Konferencja prasowa radnych PiS przed Podlaskim Urzędem Wojewódzkim /fot. H. Korzenny Bia24/

Radni Forum Mniejszości Podlasia spełnili wyborczą obietnicę. Startujący z list Koalicji Obywatelskiej działacze FMP zapowiedzieli w kampanii wyborczej, że zlikwidują ulicę mjr. Zygmunta Szendzielarza ps. Łupaszko. Teraz gdy są w większościowym klubie, przekonali radnych KO do przeforsowania takiej uchwały. Praktycznie bez dyskusji i bez uwzględnienia opinii Instytutu Pamięci Narodowej. Radny Stefan Nikiciuk (KO, FMP) uzasadniając konieczność zmiany nazwy ulicy, stwierdził, że mjr Łupaszko "nie jest godny upamiętnienia w przestrzeni publicznej Białegostoku". 

28 października 2019 większością jednego głosu Rada Miasta Białystok przyjęła uchwałę i przemianowała ulice Łupaszki na ul. Podlaską. W głosowaniu jeden radny KO oddał głos przeciw uchwale, dwoje innych radnych KO nie przyszło na sesję. 10 dni później Wojewoda Podlaski wstrzymał wykonanie uchwały i rozpoczął procedurę zmierzającą do unieważnienia uchwały radnych.

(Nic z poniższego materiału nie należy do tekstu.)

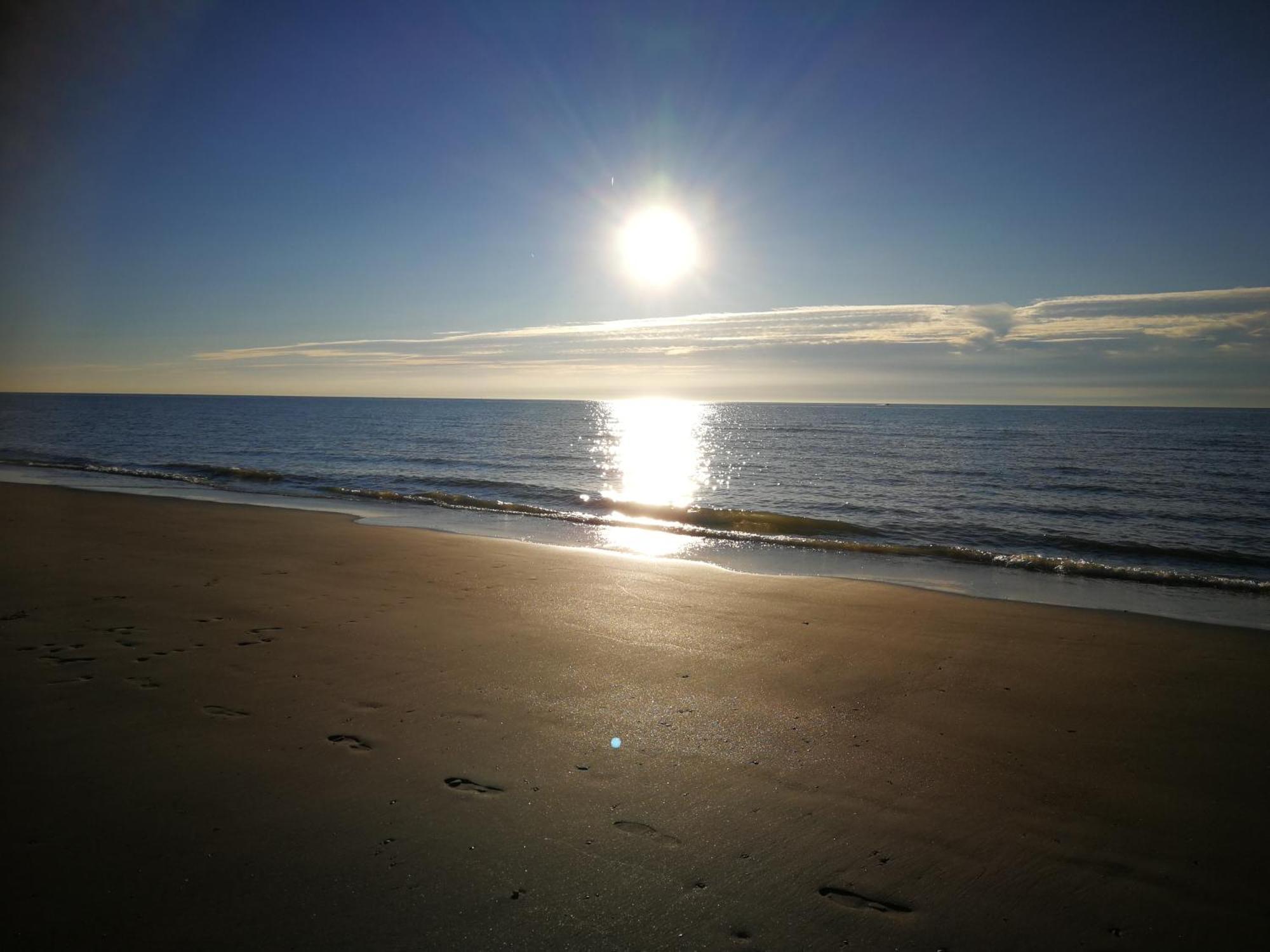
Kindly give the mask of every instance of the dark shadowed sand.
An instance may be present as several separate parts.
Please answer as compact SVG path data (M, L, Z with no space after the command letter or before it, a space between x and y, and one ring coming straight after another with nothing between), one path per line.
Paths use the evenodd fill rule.
M50 487L0 519L18 947L1270 930L1262 632Z

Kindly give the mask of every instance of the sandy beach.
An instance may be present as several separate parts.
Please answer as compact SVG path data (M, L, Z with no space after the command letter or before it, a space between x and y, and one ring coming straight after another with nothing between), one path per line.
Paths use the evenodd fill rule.
M1270 928L1264 632L37 486L0 520L19 948Z

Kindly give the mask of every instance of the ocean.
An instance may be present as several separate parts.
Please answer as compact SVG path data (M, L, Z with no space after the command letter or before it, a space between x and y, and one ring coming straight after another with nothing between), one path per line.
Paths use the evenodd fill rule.
M1270 627L1270 411L0 395L0 479Z

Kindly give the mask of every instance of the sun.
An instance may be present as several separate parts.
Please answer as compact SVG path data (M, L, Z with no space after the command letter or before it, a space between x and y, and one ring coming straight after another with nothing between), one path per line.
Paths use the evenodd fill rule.
M697 267L697 232L673 208L641 208L618 230L617 254L631 278L665 287Z

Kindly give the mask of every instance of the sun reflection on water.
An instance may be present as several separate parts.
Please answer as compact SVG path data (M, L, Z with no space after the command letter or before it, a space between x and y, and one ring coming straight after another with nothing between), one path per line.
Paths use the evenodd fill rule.
M709 481L702 452L714 407L690 400L613 400L599 409L597 461L603 499L611 514L648 528L606 526L602 545L639 555L668 556L701 545L701 539L657 531L676 522Z

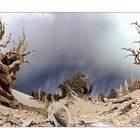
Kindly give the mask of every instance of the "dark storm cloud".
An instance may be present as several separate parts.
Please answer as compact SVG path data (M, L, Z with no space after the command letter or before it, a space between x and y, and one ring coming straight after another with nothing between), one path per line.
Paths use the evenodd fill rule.
M83 71L96 84L96 91L108 91L133 74L122 60L123 43L111 14L19 15L9 29L17 37L25 27L28 49L37 52L29 56L32 63L24 64L17 73L16 89L30 93L42 87L55 92L64 78Z

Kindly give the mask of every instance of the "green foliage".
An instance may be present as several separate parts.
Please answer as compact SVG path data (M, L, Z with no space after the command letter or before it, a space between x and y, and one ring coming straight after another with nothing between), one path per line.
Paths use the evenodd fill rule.
M118 97L118 93L116 92L116 90L115 89L111 89L107 98L108 99L114 99L114 98L117 98L117 97Z

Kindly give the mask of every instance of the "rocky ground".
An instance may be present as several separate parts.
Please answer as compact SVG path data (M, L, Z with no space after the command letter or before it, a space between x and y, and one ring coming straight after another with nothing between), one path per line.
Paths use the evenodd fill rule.
M48 112L45 105L35 101L31 96L15 90L13 94L23 104ZM69 126L140 126L140 90L119 98L105 99L105 102L99 102L96 98L87 100L67 97L54 104L56 108L62 105L67 112L66 115L62 115L64 111L61 109L53 112L56 120L62 116L63 119L67 119L66 123L71 124ZM36 111L11 109L0 105L0 126L53 127L47 118L47 113L44 115Z

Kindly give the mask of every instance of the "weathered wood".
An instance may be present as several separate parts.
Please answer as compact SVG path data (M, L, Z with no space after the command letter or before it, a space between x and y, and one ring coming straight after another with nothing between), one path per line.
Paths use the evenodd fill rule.
M31 125L32 121L33 120L31 120L31 119L23 121L21 127L29 127Z
M11 124L20 125L22 122L16 118L9 117L6 122L10 122Z
M112 103L114 103L114 104L123 103L123 102L129 101L129 100L132 100L132 98L131 97L125 97L125 98L122 98L122 99L112 100Z
M121 109L121 114L125 114L126 112L129 112L131 109L132 109L132 104L129 103Z

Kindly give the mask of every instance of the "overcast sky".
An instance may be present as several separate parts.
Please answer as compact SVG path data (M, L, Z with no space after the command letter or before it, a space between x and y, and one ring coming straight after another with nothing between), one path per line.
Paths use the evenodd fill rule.
M131 22L140 22L140 13L1 13L6 35L17 40L25 28L31 64L17 73L14 88L30 93L39 87L55 92L75 71L83 71L96 84L96 91L118 88L132 76L140 78L140 66L124 59L123 47L139 40ZM5 35L5 37L6 37ZM10 46L8 47L10 48ZM7 48L7 49L8 49Z

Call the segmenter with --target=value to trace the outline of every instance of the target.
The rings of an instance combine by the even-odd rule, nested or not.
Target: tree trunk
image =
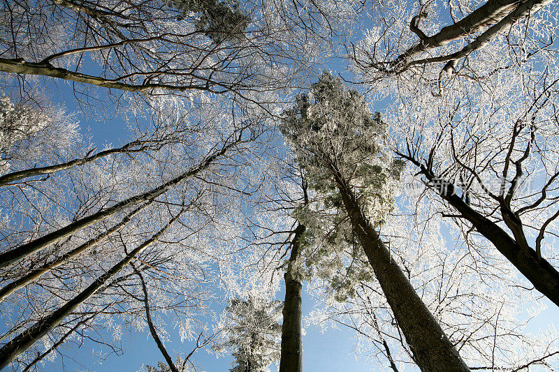
[[[427,179],[433,181],[436,177],[421,164],[416,165],[421,169]],[[546,260],[537,257],[530,246],[522,246],[511,237],[497,223],[487,218],[465,203],[455,192],[451,183],[447,185],[442,198],[470,221],[476,230],[489,240],[516,269],[534,285],[534,287],[559,306],[559,271]],[[503,216],[504,218],[504,216]],[[523,239],[525,240],[525,239]]]
[[[107,281],[120,270],[126,267],[136,255],[141,253],[147,247],[157,242],[161,236],[177,221],[180,214],[173,218],[159,232],[152,236],[150,239],[144,241],[136,249],[131,251],[126,256],[113,266],[109,271],[99,276],[87,288],[71,300],[66,302],[62,307],[52,314],[43,318],[26,329],[12,341],[4,345],[0,349],[0,369],[9,364],[17,355],[25,351],[29,346],[39,341],[48,332],[57,327],[64,319],[75,310],[78,306],[83,304],[89,297],[93,296]]]
[[[68,262],[69,260],[78,256],[81,253],[85,252],[87,249],[90,248],[92,246],[95,246],[98,245],[100,242],[105,240],[109,235],[115,232],[118,230],[119,230],[122,227],[126,225],[135,215],[138,214],[143,209],[145,208],[147,206],[152,203],[151,201],[147,202],[147,203],[144,204],[143,205],[136,208],[133,211],[132,211],[130,214],[129,214],[126,217],[124,217],[122,221],[119,223],[115,225],[113,227],[110,228],[108,230],[103,232],[102,233],[99,234],[96,237],[93,239],[91,239],[84,243],[83,244],[80,245],[79,246],[72,249],[67,253],[63,255],[61,257],[57,258],[54,261],[46,263],[43,266],[31,269],[29,272],[19,279],[13,281],[10,284],[4,286],[2,289],[0,290],[0,302],[6,299],[6,297],[10,296],[12,293],[17,290],[18,289],[27,285],[38,278],[41,278],[45,274],[49,272],[50,270],[56,269],[61,265],[64,264],[64,262]]]
[[[57,241],[59,241],[61,239],[71,235],[74,232],[100,222],[105,218],[115,214],[118,211],[124,209],[125,208],[137,205],[142,202],[157,198],[167,191],[172,186],[207,169],[212,164],[212,163],[224,155],[235,144],[235,143],[232,143],[224,146],[221,150],[217,150],[212,155],[206,157],[198,165],[191,168],[175,179],[171,179],[170,181],[158,187],[156,187],[150,191],[129,198],[128,199],[117,203],[112,207],[107,208],[106,209],[99,211],[92,214],[91,216],[80,218],[56,231],[50,232],[49,234],[47,234],[46,235],[44,235],[40,238],[36,239],[35,240],[28,243],[25,243],[24,244],[22,244],[17,248],[0,254],[0,269],[15,262],[18,260],[29,257],[36,252],[38,252],[41,249],[43,249],[51,244],[53,244]]]
[[[303,371],[303,339],[301,337],[301,282],[291,275],[293,265],[299,255],[300,239],[305,227],[299,225],[295,229],[291,243],[291,255],[287,271],[285,273],[285,302],[284,321],[282,325],[282,352],[280,358],[280,372],[301,372]]]
[[[386,297],[398,325],[424,372],[469,371],[458,351],[392,259],[390,251],[365,216],[350,186],[335,172],[335,181],[365,254]]]

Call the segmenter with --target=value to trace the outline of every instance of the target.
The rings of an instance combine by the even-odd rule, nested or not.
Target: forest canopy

Na podjęcie decyzji ma 30 dni i można być pewnym, że będzie to decyzja uchylająca uchwałę. 

Radni PiS są niecierpliwi, bo sprawa Łupaszki zyskała już rozgłos ogólnopolski. Środowiska patriotyczne krytykują decyzję radnych, historycy wskazują oczywiste błędy w odniesieniu do faktów, na które powołują się wnioskodawcy. Radni KO tłumaczą, że nawet jeśli Łupaszko w całej Polsce zasługuje na miano bohatera narodowego, to Białystok jest miastem w tej sprawie wyjątkowym, bo żyją tu jeszcze potomkowie osób, które zginęły w wyniku wykonywania rozkazów mjr. Zygmunta Szendzielarza. Wciąż jednak najgłośniej brzmi uzasadnienie Forum Mniejszości Podlasia - "dotrzymujemy obietnicy". 

- Apelujemy do wojewody, by jak najszybciej unieważnił tę uchwałę. Jest to tak ważny problem, że nie ma na co czekać, tylko trzeba wnikliwie się temu przyjrzeć i unieważnić uchwałę, która narusza dobre imię bohatera narodowego - to Agnieszka Rzeszewska, radna Białegostoku (PiS) podczas dzisiejszej konferencji prasowej.

Uchwała została podjęta z naruszeniem regulaminu rady miasta, a więc także statutu miasta, którego regulamin jest częścią - tak uważa radny Paweł Myszkowski (PiS), który jest współautorem jednej ze skarg na uchwałę złożonych do Wojewody Podlaskiego. Radni PiS zaapelowali dziś do wojewody by "wnikliwie, ale i jak najszybciej" podjął decyzję o unieważnieniu uchwały. 

Agnieszka Rzeszewska przypomniała, że wiosną tego roku zebrano prawie dwa tysiące podpisów osób, były przeciwne zmianie nazwy ulicy Łupaszki. Zdaniem radnej tego faktu radni KO w ogóle nie wzięli pod uwagę i ni wspomnieli o nim nawet w uzasadnieniu uchwały. - Uważamy, że jest to podważenie regulaminu rady miasta, ale przede wszystkim chcemy walczyć o dobro imienia bohatera narodowego - mówi Agnieszka Rzeszewska. 

W konferencji prasowej uczestniczył także Tomasz Madras, radny PiS poprzedniej kadencji, który był wnioskodawcą nazwania ulicy imieniem Łupaszki. - Powinniśmy jak najszybciej skończyć z sytuacją, kiedy politycy próbują zajmować się robotą historyków, podczas gdy historycy robią to dużo lepiej - mówił Tomasz Madras i przypomniał, że mjr Łupaszko został umieszczony na pierwszym miejscu listy ewentualnych nowych patronów ulicy Białegostoku sporządzonej przez prezydenta miasta w czasie ostatniego etapu dekomunizacji ulic w ubiegłym roku. 

Od rozpoczęcia postępowania sprawdzającego Wojewoda Podlaski ma 30 dni na podjęcie decyzji w sprawie. Minęło już 11 dni.